Is there a role for pneumonectomy in pulmonary metastases?¹

^a Thoracic Service, Department of Surgery, Memorial Sloan-Kettering Cancer Center, New York, New York, USA
^b Division of Thoracic Surgery, European Institute of Oncology, Milan, Italy

Address reprint requests to Dr Ginsberg, Thoracic Service, Department of Surgery, Memorial Sloan-Kettering Cancer Center, 1275 York Ave, New York, NY 10021
e-mail: ginsberr{at}mskcc.org

Presented at the Poster Session of the Thirty-fifth Annual Meeting of The Society of Thoracic Surgeons, San Antonio, TX, Jan 25–27, 1999.

Abstract

Background. Although sublobar and lobar resections are accepted operations for pulmonary metastases, pneumonectomy is viewed as a major incursion on Stage IV patients. We considered it important to ascertain the current results of pneumonectomy for pulmonary metastases since little information is available.

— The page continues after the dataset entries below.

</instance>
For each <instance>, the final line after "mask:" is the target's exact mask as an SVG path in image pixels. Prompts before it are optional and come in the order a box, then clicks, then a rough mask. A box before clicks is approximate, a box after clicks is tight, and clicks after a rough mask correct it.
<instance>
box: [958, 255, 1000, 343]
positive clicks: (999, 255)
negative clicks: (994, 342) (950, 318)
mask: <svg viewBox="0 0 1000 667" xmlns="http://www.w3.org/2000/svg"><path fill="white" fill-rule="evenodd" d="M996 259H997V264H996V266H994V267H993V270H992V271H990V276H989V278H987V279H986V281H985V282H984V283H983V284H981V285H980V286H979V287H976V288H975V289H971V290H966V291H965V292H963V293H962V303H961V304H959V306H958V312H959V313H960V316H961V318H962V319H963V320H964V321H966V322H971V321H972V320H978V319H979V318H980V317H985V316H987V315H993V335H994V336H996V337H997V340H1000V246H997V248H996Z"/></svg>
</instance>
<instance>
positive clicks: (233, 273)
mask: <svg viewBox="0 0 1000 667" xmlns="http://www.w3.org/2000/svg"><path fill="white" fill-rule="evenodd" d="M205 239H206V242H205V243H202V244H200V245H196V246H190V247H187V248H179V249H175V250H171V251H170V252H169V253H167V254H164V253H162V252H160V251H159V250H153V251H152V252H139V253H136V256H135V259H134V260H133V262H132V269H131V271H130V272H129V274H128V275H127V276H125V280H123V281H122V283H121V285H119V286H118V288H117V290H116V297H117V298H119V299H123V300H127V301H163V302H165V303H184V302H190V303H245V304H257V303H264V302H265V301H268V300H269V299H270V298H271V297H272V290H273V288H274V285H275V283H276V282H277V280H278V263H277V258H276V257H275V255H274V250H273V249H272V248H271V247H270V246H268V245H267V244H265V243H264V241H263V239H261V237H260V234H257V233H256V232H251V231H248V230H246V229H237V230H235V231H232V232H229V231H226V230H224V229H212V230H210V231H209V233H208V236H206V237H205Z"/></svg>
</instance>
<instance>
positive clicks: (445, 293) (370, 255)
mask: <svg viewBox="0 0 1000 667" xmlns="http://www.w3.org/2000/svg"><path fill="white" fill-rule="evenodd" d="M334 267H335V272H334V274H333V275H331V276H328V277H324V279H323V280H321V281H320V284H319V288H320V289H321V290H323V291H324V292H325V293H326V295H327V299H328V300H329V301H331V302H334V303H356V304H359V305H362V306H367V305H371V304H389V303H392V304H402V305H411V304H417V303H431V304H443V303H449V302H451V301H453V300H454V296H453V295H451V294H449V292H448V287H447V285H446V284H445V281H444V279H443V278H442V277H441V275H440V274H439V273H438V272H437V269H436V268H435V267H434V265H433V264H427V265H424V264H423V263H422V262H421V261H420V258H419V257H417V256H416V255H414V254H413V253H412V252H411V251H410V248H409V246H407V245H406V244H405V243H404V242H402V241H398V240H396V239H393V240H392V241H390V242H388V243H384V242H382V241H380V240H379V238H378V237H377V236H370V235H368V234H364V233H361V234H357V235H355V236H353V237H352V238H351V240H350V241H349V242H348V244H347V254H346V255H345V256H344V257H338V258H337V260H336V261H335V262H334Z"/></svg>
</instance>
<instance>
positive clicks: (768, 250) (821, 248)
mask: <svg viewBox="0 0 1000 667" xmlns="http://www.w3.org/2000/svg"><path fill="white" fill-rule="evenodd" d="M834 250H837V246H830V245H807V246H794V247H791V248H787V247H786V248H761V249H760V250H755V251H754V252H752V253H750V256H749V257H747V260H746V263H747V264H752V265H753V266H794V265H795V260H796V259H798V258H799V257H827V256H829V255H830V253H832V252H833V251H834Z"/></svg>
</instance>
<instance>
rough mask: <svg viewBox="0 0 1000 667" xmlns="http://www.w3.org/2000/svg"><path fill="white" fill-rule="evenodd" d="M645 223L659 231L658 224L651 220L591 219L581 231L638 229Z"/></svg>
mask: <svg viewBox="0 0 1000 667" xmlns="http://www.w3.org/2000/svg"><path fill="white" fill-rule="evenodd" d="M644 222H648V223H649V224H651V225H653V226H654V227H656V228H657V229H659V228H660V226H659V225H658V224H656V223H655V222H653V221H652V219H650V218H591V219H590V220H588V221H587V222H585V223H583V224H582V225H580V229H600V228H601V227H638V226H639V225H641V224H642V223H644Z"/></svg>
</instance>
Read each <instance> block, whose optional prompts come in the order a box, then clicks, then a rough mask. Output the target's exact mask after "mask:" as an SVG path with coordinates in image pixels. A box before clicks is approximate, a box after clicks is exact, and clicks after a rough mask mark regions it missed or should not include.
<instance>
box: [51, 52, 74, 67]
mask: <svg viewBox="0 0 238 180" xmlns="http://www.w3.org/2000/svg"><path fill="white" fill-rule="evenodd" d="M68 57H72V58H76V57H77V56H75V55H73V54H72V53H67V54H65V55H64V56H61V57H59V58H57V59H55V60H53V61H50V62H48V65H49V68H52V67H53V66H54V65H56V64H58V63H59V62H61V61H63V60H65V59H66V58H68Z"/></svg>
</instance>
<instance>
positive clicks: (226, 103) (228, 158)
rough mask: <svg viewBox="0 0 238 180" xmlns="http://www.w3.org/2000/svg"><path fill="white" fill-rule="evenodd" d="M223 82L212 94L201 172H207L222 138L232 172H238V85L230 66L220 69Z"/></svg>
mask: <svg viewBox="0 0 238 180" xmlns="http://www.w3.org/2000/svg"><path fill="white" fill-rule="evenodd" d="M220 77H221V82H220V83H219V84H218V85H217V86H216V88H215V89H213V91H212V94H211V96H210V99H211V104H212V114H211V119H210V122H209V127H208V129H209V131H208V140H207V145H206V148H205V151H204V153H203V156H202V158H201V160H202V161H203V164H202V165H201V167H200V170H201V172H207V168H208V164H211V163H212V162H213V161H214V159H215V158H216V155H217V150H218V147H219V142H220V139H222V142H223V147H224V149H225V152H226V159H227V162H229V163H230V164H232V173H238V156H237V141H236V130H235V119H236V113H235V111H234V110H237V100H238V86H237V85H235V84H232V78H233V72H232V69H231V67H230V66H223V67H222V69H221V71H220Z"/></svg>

Methods. Of the 5,206 patients with pulmonary metastasectomy reported by the International Registry of Lung Metastases, 133 (3%) underwent primary, and 38 (1%) completion pneumonectomy between 1962 and 1994. Data were analyzed to determine the operative mortality rates, survival rates, and determinants of survival.

Results. Primary pneumonectomy was performed for metastatic disease mainly from epithelial (49%, 65 of 133) and sarcomatous (33%, 43 of 133) tumors. Indications were central lesion, eg, proximal endobronchial or hilar nodal metastases. Operative mortality was 4% (4 of 112) and a 5-year survival rate of 20% was achieved following complete resection (R0) in 112 patients. In contrast, the 21 incompletely resected patients had an operative mortality rate of 19% (4 of 21), and the majority did not survive beyond 2 years (p = 0.02). Survival was determined by the completeness of resection and not histology of the primary tumor, number of metastases, nodal status, and disease-free interval. In the 38 completion pneumonectomy patients, 35 were operated for recurrent disease and 3 for residual disease. Sarcomatous secondaries predominated in 28 patients. Complete resection was achieved in 31 patients (82%). The operative mortality rate was 3% (1 of 38 patients) and the 5-year survival rate was 30%.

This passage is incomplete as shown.